There’s some confusion over what HTML5 actually is. There’s what the general public (and, for many of us, our clients) believe, and what it actually is. HTML5 is not a brand new platform that we use to build websites; it’s not a rich multimedia environment; it’s not a thing you enable to make your websites work across multiple devices. HTML5 is basically an attempt to evolve the Web to meet the demands of the way we use it today, which has mutated dramatically from its earliest iteration as a simple network of linked documents.
To the public at large, HTML5 has become a shorthand term for a series of related and complementary technologies, including CSS3, SVG, JavaScript APIs, and more. Although some developers are happy to use this broader meaning, I don’t really like this conflation of all the technologies, so I’m happier with calling HTML5 the web platform. I actually prefer Bruce Lawson’s proposed term, New Exciting Web Technologies (NEWT), which is both a cool acronym and has a cute logo, but I have to admit that I’ve lost this battle, so the web platform it is.
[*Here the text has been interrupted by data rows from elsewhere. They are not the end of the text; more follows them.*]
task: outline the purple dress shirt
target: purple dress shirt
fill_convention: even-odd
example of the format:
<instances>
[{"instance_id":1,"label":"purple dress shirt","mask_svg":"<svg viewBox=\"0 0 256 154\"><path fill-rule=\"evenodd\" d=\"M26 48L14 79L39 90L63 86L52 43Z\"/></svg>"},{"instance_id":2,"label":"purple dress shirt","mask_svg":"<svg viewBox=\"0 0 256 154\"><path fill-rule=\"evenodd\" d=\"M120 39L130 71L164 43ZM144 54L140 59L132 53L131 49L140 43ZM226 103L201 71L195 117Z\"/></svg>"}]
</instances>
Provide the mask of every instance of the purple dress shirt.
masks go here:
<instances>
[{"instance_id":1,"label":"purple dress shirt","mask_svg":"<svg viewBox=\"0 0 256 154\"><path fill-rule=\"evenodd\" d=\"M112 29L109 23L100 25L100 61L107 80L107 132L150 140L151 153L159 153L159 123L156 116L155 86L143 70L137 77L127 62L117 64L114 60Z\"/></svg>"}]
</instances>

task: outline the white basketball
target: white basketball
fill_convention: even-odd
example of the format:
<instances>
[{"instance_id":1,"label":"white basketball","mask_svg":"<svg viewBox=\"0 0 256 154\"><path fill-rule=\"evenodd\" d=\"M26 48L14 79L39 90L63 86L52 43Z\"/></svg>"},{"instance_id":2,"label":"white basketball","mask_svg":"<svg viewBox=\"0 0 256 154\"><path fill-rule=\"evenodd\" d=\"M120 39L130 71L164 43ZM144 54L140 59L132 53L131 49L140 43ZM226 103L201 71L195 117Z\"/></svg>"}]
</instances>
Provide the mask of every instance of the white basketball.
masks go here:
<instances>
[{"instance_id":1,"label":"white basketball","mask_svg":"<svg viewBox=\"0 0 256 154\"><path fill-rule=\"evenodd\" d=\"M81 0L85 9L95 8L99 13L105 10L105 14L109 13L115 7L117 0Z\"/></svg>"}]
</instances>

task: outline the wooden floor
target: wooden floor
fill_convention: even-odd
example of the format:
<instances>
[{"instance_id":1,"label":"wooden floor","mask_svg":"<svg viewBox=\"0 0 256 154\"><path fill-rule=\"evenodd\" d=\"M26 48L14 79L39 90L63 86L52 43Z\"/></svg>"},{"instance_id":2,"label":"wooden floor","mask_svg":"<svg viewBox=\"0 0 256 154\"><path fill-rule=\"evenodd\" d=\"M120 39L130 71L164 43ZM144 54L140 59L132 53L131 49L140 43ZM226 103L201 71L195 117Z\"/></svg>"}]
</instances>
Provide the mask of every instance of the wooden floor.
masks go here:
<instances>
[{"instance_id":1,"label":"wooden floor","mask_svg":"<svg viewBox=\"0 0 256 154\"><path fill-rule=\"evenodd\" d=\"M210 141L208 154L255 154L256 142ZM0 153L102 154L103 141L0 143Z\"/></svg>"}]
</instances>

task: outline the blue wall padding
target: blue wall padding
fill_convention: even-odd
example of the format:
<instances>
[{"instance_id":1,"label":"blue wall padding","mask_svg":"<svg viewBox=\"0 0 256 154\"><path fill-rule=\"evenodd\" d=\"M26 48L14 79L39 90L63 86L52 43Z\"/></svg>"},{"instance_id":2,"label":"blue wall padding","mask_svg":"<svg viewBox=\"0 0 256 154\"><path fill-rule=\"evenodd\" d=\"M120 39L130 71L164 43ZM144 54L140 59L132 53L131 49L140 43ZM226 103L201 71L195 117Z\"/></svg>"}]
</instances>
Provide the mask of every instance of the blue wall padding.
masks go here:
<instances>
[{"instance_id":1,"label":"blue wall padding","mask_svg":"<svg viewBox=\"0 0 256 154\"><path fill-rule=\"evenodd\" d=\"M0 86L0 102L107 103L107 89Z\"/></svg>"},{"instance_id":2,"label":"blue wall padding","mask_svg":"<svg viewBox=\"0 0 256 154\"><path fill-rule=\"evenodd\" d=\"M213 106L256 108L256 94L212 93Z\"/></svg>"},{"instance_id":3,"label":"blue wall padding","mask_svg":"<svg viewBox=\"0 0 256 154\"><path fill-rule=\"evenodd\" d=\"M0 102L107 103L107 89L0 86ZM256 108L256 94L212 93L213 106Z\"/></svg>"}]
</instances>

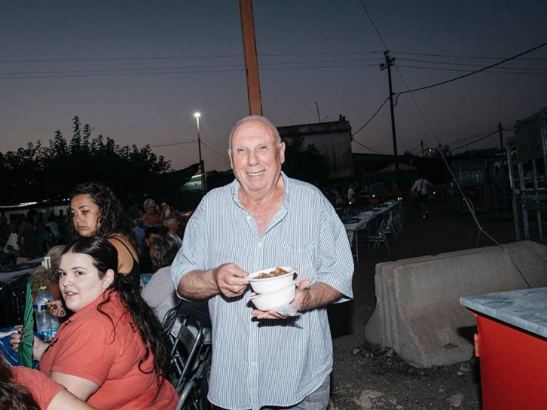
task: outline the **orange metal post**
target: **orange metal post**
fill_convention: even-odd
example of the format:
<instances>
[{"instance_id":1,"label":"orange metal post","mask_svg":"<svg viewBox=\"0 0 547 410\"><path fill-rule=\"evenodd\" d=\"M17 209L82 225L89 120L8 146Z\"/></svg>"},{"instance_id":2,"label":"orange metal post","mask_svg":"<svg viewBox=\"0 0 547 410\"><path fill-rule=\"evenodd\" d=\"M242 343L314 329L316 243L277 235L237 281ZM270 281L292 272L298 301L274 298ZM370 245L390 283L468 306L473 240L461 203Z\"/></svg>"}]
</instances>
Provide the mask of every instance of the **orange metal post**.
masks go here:
<instances>
[{"instance_id":1,"label":"orange metal post","mask_svg":"<svg viewBox=\"0 0 547 410\"><path fill-rule=\"evenodd\" d=\"M256 43L254 41L252 0L239 0L239 13L241 16L243 49L245 53L249 112L251 115L262 115L262 101L260 97L260 80L259 78L259 59L256 57Z\"/></svg>"}]
</instances>

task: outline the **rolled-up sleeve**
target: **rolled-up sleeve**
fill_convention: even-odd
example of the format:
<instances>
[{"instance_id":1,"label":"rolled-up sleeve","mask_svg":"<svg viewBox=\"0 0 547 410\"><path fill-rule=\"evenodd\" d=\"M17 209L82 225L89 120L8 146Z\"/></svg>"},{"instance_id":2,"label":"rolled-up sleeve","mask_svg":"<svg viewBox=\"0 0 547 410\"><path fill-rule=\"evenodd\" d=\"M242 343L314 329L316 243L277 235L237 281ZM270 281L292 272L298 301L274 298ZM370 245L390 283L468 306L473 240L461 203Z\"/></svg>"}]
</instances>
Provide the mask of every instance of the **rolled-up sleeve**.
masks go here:
<instances>
[{"instance_id":1,"label":"rolled-up sleeve","mask_svg":"<svg viewBox=\"0 0 547 410\"><path fill-rule=\"evenodd\" d=\"M318 252L318 266L313 282L323 282L342 294L336 303L353 298L353 257L342 221L330 204L323 204Z\"/></svg>"},{"instance_id":2,"label":"rolled-up sleeve","mask_svg":"<svg viewBox=\"0 0 547 410\"><path fill-rule=\"evenodd\" d=\"M175 289L178 289L180 280L187 273L197 269L205 268L204 240L205 208L205 201L202 201L188 221L184 230L182 246L179 249L171 266L171 277ZM178 290L177 295L180 298Z\"/></svg>"}]
</instances>

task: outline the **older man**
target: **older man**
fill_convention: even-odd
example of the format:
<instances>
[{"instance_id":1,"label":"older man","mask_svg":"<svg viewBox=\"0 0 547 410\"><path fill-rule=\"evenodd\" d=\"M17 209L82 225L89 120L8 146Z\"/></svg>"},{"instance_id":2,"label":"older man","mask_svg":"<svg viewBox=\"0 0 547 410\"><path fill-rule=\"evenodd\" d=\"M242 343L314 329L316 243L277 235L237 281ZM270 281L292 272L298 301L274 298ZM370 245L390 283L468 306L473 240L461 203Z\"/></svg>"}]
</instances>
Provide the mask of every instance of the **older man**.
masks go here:
<instances>
[{"instance_id":1,"label":"older man","mask_svg":"<svg viewBox=\"0 0 547 410\"><path fill-rule=\"evenodd\" d=\"M263 117L236 124L236 179L204 197L172 266L185 298L209 298L213 360L209 399L230 409L325 409L333 366L325 306L353 296L343 226L312 185L281 172L285 144ZM248 273L295 266L301 316L253 310Z\"/></svg>"}]
</instances>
The web platform is vast. To see how vast, take a look at http://platform.html5.org/, which lists all of the technologies that are considered part of the platform; the list is really quite impressively long and contains far more than I could ever hope to cover in one book.
Instead, I’ll concentrate on the core, the technologies I feel are sufficient and useful for authoring websites that work across multiple devices: HTML5, CSS3, SVG, Canvas, and some device APIs. I’ll explain each of these as I get to them throughout the course of the book, but first I want to clarify in more detail what is meant by HTML5 and CSS3.